Drilling in the Cook Inlet basin is needed to address the decline in gas supplies from the basin in recent years, a decline that is causing major concern for Southcentral Alaska utilities that are heavily dependent on natural gas. After many years in which there was an oversupply of gas from the region’s prolific gas fields, production started to decline precipitously after 2006, although the decline rate has moderated a bit in the past couple of years, Clark said.

And along with the production decline, the gas market has changed, with uncertainty about future supplies making the gas producers reluctant to commit to the long-term gas supply contracts that the utilities prefer. At the same time, the supply contracts that are currently in place leave little in the way of contract openings before 2013-14, Clark said.

“Near-term, over the next couple of years, there are really no contract openings and there’s not an enormous incentive for people to bring on significant additional gas for the local market,” he said.

LNG plant

The LNG plant at Nikiski on the Kenai Peninsula is also in an interesting situation, given the recent renewal of its federal export license through to March 2013, and a current debate about the potential to convert the plant for the import of LNG, to bolster local utility gas supplies as field production continues to drop.

Following the license renewal, the plant owners are both obtaining sales deals and seeking gas supplies for the LNG plant, Clark said.

The plant has been an important economic engine for the Kenai Peninsula and for the state, and has played a crucial role in supporting the utility gas market by providing a base market to encourage gas development, while also acting as backstop for utility gas delivery during the coldest periods of the winter, Clark said.

The plant has been acting, in effect, as gas storage by enabling the diversion of gas destined for the plant, to boost utility gas deliverability during peak demand, he said.

Conversion straightforward

Clark said that converting the plant for the import of LNG, should that become necessary, looks to be technically straightforward.
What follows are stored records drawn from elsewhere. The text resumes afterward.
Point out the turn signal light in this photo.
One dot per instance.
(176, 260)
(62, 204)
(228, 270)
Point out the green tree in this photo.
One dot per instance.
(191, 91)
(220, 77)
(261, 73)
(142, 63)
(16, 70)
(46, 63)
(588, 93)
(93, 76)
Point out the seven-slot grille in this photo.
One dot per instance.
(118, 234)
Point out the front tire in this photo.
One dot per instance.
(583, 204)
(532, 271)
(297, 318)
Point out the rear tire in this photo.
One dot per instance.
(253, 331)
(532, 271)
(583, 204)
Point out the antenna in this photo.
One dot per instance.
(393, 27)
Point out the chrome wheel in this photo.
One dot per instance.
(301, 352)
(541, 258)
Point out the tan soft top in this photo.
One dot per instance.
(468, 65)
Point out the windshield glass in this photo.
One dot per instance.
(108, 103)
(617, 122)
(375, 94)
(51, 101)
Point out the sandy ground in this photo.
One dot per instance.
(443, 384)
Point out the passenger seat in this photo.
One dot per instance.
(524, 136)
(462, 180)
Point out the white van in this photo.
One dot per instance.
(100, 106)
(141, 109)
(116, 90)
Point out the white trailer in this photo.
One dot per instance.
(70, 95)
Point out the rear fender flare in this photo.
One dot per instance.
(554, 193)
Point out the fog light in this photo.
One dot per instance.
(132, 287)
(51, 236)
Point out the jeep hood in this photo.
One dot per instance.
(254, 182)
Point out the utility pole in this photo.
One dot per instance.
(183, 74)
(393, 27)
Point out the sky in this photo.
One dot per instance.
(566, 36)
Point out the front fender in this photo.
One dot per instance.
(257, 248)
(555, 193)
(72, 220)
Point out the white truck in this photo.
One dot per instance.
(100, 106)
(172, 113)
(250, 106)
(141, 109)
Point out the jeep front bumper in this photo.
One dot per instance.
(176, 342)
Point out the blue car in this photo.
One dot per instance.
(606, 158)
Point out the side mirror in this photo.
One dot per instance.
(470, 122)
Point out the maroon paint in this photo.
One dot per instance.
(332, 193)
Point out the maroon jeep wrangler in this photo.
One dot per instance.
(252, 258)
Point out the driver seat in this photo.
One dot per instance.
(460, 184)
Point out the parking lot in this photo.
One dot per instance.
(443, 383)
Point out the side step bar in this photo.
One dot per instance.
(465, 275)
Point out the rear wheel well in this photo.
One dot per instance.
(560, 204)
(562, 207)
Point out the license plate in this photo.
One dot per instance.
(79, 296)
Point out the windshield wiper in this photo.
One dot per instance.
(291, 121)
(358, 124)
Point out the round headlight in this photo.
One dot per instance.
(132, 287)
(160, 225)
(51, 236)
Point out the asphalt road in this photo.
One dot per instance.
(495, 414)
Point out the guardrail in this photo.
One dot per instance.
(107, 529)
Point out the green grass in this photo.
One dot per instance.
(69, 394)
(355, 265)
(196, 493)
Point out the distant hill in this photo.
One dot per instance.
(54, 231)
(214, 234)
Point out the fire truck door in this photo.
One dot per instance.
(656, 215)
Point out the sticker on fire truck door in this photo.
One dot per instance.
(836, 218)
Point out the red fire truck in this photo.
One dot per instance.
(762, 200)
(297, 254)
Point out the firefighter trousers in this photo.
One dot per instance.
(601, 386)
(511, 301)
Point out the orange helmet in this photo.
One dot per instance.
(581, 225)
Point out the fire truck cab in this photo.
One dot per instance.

And, although the plant is heavily regulated, informal discussions with the regulatory agencies have failed to reveal any significant regulatory hurdles for the conversion, he said. In fact, people who have looked at various potential uses for the plant have tended to overestimate the conversion costs, he said.

The critical issue is really whether the parties that need to come together can make imports work, assuming that’s what needs to happen, Clark said.

“Can those parties come together and basically get the agreements in place to make it work?” he said.

There are several potential business models for importing LNG through the plant, he said. For example, the plant operator could procure the LNG and sell it to the utilities, rather like operating a gas field. Or the utilities could buy the LNG at source and then pay a fee for the use of the LNG terminal.

“I would describe all interactions at this point as pretty preliminary,” Clark said. “There’s been some interest.”